Processing the data with and without MGTR resulted in broadly similar partitions (Fig. 5). We were able to say that the subject-derived consensus partitions resemble individual-level partitions more than the group-derived consensus because both were derived from the same data. However, the same framework could not be used to compare consensus partitions derived with and without MGTR as the comparator is not the same. Despite the fact that MGTR removes some relevant physiological neural data present in the global signal and may alter the properties of the networks especially the negative edges [which we had to remove (see SI)], it is very effective at removing motion-related artifact87,88. Evidence that supports “sacrificing” some neural data in favor of a less contaminated signal includes a recent observation that MGTR strengthens the associations between connectivity and behavioral measures101. Therefore, we release all atlases without taking a stance regarding which method is superior.
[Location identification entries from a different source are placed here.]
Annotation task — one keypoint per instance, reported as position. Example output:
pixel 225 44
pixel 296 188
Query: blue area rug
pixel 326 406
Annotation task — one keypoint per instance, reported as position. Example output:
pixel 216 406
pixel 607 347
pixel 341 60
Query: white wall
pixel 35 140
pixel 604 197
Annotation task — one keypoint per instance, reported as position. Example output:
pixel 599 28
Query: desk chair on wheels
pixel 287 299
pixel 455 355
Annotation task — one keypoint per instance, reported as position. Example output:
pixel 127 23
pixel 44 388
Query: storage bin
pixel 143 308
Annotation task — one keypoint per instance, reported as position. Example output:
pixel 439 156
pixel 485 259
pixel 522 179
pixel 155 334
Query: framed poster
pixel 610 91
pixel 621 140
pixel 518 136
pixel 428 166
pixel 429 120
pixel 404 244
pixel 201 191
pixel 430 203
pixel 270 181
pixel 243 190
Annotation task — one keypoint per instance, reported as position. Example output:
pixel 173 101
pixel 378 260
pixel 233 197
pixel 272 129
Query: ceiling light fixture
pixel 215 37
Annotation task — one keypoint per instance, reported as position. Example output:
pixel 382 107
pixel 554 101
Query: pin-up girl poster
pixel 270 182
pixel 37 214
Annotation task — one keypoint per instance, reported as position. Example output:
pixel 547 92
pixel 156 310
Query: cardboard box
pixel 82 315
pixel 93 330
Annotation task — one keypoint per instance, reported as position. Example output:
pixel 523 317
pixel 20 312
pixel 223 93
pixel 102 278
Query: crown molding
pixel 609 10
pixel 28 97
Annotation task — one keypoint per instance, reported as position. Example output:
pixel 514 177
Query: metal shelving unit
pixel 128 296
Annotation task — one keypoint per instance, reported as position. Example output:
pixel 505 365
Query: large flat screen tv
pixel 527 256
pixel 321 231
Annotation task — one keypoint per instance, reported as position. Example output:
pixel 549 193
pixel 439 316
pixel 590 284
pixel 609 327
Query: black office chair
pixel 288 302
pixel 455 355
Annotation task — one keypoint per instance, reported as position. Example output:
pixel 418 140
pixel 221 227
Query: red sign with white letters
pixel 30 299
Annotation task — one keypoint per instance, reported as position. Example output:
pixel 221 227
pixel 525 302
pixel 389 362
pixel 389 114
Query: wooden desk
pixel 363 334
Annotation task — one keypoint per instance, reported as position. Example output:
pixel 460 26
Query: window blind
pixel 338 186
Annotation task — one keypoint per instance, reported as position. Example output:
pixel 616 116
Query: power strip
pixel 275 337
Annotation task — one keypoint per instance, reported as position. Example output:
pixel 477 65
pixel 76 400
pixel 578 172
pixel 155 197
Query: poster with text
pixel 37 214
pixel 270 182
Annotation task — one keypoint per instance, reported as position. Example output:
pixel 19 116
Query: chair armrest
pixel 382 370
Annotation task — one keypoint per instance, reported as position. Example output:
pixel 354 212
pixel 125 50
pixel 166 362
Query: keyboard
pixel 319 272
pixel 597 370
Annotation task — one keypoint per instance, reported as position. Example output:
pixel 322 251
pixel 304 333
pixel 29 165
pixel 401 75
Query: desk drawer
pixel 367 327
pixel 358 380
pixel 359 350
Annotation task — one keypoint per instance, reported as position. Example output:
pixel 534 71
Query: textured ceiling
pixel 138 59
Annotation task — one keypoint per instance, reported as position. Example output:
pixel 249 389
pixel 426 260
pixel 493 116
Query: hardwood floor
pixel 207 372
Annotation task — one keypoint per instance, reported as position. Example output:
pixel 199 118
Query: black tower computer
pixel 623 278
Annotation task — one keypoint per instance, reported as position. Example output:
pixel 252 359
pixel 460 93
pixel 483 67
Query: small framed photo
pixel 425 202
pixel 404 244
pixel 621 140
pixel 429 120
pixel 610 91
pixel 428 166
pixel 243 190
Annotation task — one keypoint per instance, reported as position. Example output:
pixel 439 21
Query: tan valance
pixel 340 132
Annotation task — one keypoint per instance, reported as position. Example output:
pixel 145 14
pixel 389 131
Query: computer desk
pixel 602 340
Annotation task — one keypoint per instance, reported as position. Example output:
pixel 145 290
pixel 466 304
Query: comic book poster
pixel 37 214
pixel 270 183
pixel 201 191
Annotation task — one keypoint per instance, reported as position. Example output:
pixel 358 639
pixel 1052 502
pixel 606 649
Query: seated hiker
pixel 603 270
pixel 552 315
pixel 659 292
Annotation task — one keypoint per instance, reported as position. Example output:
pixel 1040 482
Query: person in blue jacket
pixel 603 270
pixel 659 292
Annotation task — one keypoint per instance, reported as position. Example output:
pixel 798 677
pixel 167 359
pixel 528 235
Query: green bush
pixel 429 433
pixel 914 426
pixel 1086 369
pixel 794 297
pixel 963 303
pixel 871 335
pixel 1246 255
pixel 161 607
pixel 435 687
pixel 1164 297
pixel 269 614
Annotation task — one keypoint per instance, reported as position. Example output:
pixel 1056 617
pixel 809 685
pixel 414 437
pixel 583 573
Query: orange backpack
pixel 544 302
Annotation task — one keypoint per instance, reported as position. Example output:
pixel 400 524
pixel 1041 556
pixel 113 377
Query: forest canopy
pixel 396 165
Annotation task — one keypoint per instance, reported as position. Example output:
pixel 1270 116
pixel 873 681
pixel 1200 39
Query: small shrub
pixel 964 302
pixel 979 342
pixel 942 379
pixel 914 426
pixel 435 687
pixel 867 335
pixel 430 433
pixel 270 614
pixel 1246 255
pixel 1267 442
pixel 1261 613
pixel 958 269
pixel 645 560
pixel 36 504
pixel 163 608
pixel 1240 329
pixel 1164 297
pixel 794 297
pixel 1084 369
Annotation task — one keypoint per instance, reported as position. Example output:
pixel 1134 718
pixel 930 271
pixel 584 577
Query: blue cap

While we used a multimodal gradient-based parcellation because it is believed to be the most neuroanatomically accurate to date60, other atlases based on unimodal analyses of functional connectivity may be more functionally-coherent77,79,102. We repeated the main analysis using the Schaefer et al.77 atlas and recovered a broadly similar set of modules (see SI). However, a quantitative analysis103 was not within the scope of this article, but should be pursued in the future. In this study, we constrained the analysis to the cerebral cortex, though we recognize the importance of extending the mapping of these communities to the subcortex and cerebellum104,105. The multimodal brain atlas that we adopted does not include any subcortical or cerebellar nodes. Some groups have added community affiliations for the subcortex or cerebellum on a post hoc basis97,106,107. The challenge in our case is to keep the definition of a community consistent. This will likely require the treatment of the nodes of the whole brain at the same time. Another point that should be addressed in the future relates to the fact that we got a varying number of hierarchical levels across subjects (since we did not constrain the number of communities or hierarchical levels); this means that subjects did not all contribute an equal amount of information to the co-classification matrix. The decision to define nodes as brain parcels instead of a voxel-wise analysis was motivated by factors that include using neurobiologically-meaningful building blocks, mitigating MRI-related limitations, and computational intractability108. However, voxel-wise investigations (e.g., Barga et al.13, Gordon et al.12) are equally important in brain mapping endeavors as they naturally provide a finer level of granularity. In this study, we used the RMT null model41. Another null model that can be used with correlation networks without violating their properties is known as the uniform null model40,74. However, it requires the use of a tunable parameter, does not address the global mode (i.e., common trend), and can lead to a large number of singleton communities40,42,109. Finally, other mesoscale organizations should also be explored, such methods include stochastic block modeling110, overlapping communities111, and approaches that allow for varying spatial configuration of functional brain regions112.